Depends on how the current trial goes. If you're convinced they're all fools you can always just short this into results and make money off them.
Hard to move anything forward when you barely have enough money in the bank to keep the lights on.
NTRP was probably dumped to give the company a fresh start under a new name after two trial failures. Makes it easier to raise new cash and keep the lights on I guess.
Looking forward to seeing how it performs commercially.
That trial is scheduled to begin later this year and I'm pretty sure they're using their natural supply for it.
I think they're planning to use all of their natural supply before switching to synthetic, even if they already have some in their inventory.
Because bioequivalence trials are usually short and more of a formality to satisfy the FDA rather than an actual test to see if it's the same molecule.
There's a scientific paper that explains the Bryostatin synthesis process and how the end product is the same as the natural version.
Already been launched? I must be deaf or something then because I only remember the dose optimization trial being launched in July, not the bioequivalence one.
I never said it wasn't a big deal. I just think the statement is too vague to consider it a confirmation. If they had solid plans to launch a bioequivalence trial within a few months I would expect them to be more specific about it instead of giving a caller a vague answer about it being a possibility.

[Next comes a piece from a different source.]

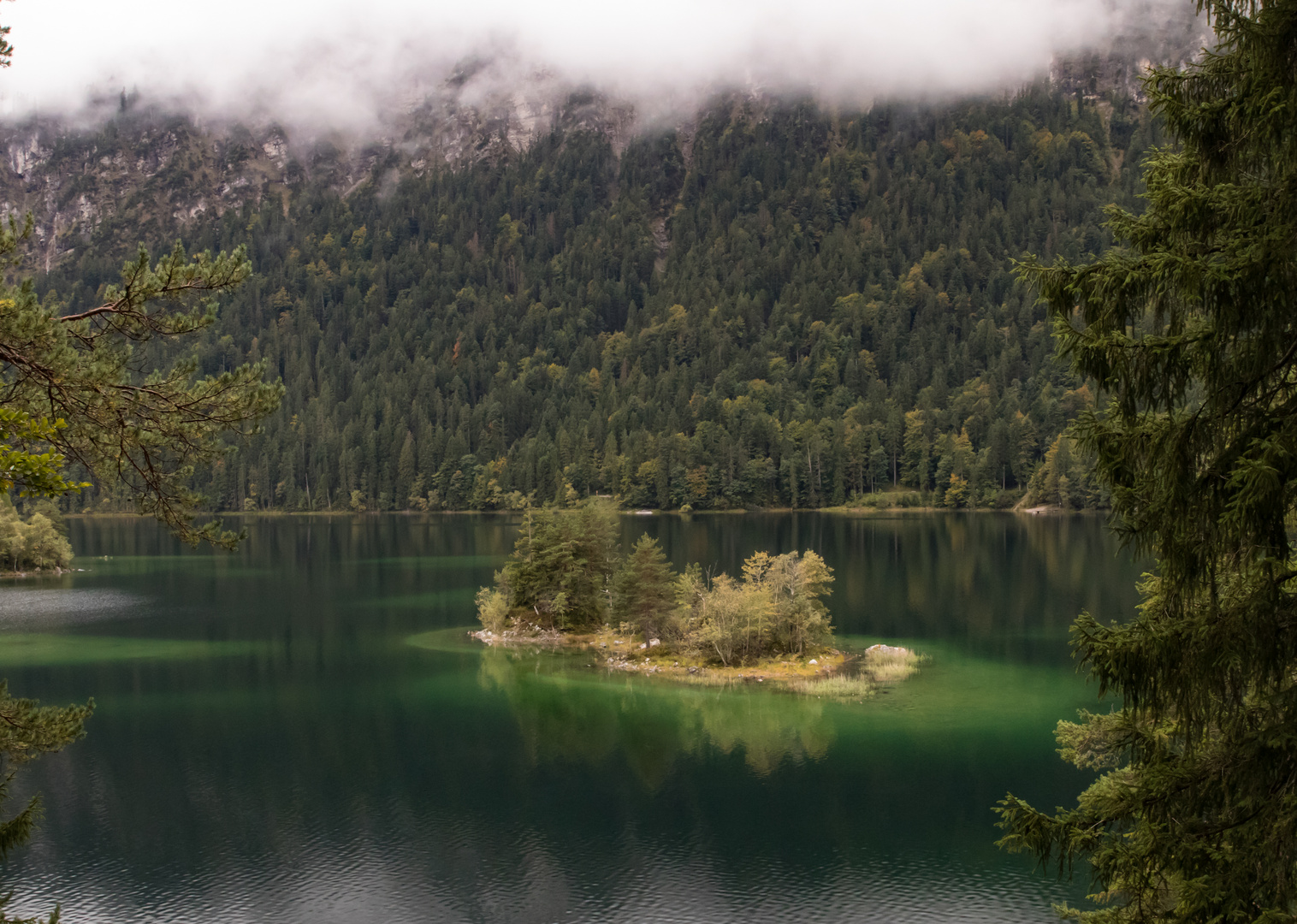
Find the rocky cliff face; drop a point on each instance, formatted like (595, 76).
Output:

Maybe you're right, but I'm still skeptical.
"It would not be unreasonable to think that."
Doesn't sound like a confirmation imo. I can see why some would see it that way though.
You sure about that? I remember it being mentioned in the call but not that a specific timeline was given for it.

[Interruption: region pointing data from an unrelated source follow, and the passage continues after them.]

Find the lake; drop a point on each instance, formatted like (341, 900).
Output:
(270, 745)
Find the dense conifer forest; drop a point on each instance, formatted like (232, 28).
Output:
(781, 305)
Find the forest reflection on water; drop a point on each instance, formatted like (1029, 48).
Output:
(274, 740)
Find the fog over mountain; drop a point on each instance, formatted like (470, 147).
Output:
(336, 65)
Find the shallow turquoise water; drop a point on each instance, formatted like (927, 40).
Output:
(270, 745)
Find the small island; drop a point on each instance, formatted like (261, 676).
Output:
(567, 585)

Maybe in 2023? Hard to know for sure when there's no information about how long the trial will be.
I'm sure they would. I just don't see it happening this year. There's not even a mention of it in the latest 10Q.

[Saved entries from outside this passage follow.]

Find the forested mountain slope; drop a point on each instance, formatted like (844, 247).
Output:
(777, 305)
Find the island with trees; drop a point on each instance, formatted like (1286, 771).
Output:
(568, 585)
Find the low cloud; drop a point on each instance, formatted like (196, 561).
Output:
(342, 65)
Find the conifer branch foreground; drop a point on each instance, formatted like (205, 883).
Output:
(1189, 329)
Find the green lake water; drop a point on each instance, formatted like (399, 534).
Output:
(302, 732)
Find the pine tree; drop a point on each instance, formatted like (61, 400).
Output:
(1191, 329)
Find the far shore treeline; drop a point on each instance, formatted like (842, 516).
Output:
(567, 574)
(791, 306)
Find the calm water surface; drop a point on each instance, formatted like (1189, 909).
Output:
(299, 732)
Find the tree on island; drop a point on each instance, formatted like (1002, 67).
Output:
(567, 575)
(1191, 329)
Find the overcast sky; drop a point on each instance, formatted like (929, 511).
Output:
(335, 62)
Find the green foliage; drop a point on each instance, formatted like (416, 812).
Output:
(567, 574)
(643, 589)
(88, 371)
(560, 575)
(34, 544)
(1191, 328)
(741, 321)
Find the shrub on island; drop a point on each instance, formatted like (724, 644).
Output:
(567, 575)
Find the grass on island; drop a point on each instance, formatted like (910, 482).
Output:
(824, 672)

The only important news this year will be the AD data. FXS, MS and bioequivalence data is not coming out this year and I don't see how launching an FXS trial that everyone knows about will move the price in any meaningful way.
Until the AD data is announced, I expect market forces to have the biggest influence on price.
If the market goes down it's going to drag this stock down with it.
Lots of talk about an upcoming recession lately, so I'm guessing we'll be below $7 within a month if the bear market continues.
Probably means stock price is heading lower before results.
We'll just have to agree to disagree then.
If you look at older analyst reports about this company you'll see that they were all wrong, and they would still be wrong if the drug had succeeded because their price target would've been set too low.
Those reports are still included in the ibox though because they contain interesting information that investors can use to get a more informed opinion about the company, and hopefully they will combine it with other data and opinions to get a better understanding of how to trade this stock in the best way possible.
Information from multiple sources is key, and restricting yourself to what an analyst says means you're restricting the amount of information you collect.